The original financing was provided at a loan-to-value of just below 60 percent for five years, with £30 million amortisation. The financing was written to a consortium led by Heron International, which developed the building, originally known as the Heron Tower. The other owners of the 46-storey office tower, located at 110 Bishopsgate, include the State General Reserve of Oman and members of the Saudi royal family.
“The investors are pleased that the building has proved an attractive vehicle for a number of diverse lenders with its excellent location, build quality and tenant mix,” commented Heron CEO Gerald Ronson. “The initial loan was secured on competitive terms pre-Brexit and it is a testament to the building and the London market that the syndication has proceeded so smoothly post-Brexit.”
The Salesforce Tower was developed between 2008 and 2011, during the market downturn. However, it is now fully let, with software company Salesforce.com occupying ten floors and the remainder multi-let. A new lease signed in October with an existing tenant, trading company Trailstone, at a record level for the tower of £90 per square foot.
The development of the tower was initially financed with a £370 million development loan provided by a consortium of banks including Eurohypo, now Wells Fargo, back in 2008. In October 2013, Starwood Capital agreed a £288 million financing of the completed asset, with additional equity also provided by the owners. The ING and LBBW loan repaid Starwood’s facility.
“We are very pleased with the outcome, this is good news not only for us, but for the entire market as it proves that deals can still be done in spite of the result of the referendum,” said Jean-Maurice Elkouby, head of the ING Real Estate Finance syndication desk.
“The success of the syndication vindicated our market view,” added Andreas Kessler, head of real estate finance syndication at LBBW.
“In addition to European players, Asian players keep enlarging the liquidity pool available for the UK,” Kessler continued.

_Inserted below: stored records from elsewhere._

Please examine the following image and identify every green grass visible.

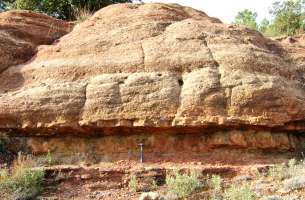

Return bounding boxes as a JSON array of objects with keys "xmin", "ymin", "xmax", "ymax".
[
  {"xmin": 166, "ymin": 172, "xmax": 202, "ymax": 198},
  {"xmin": 0, "ymin": 154, "xmax": 44, "ymax": 200}
]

ING Real Estate Finance has closed 10 UK financing deals since the Brexit vote, according to managing director and head of UK real estate finance Peter McAnally, with 2016’s UK volumes expected to be in line with the previous year’s. Lending has been weighted towards the core office and retail sectors and eight of the 10 post-referendum deals were acquisition financings. Two of the deals have been, or are close to being syndicated.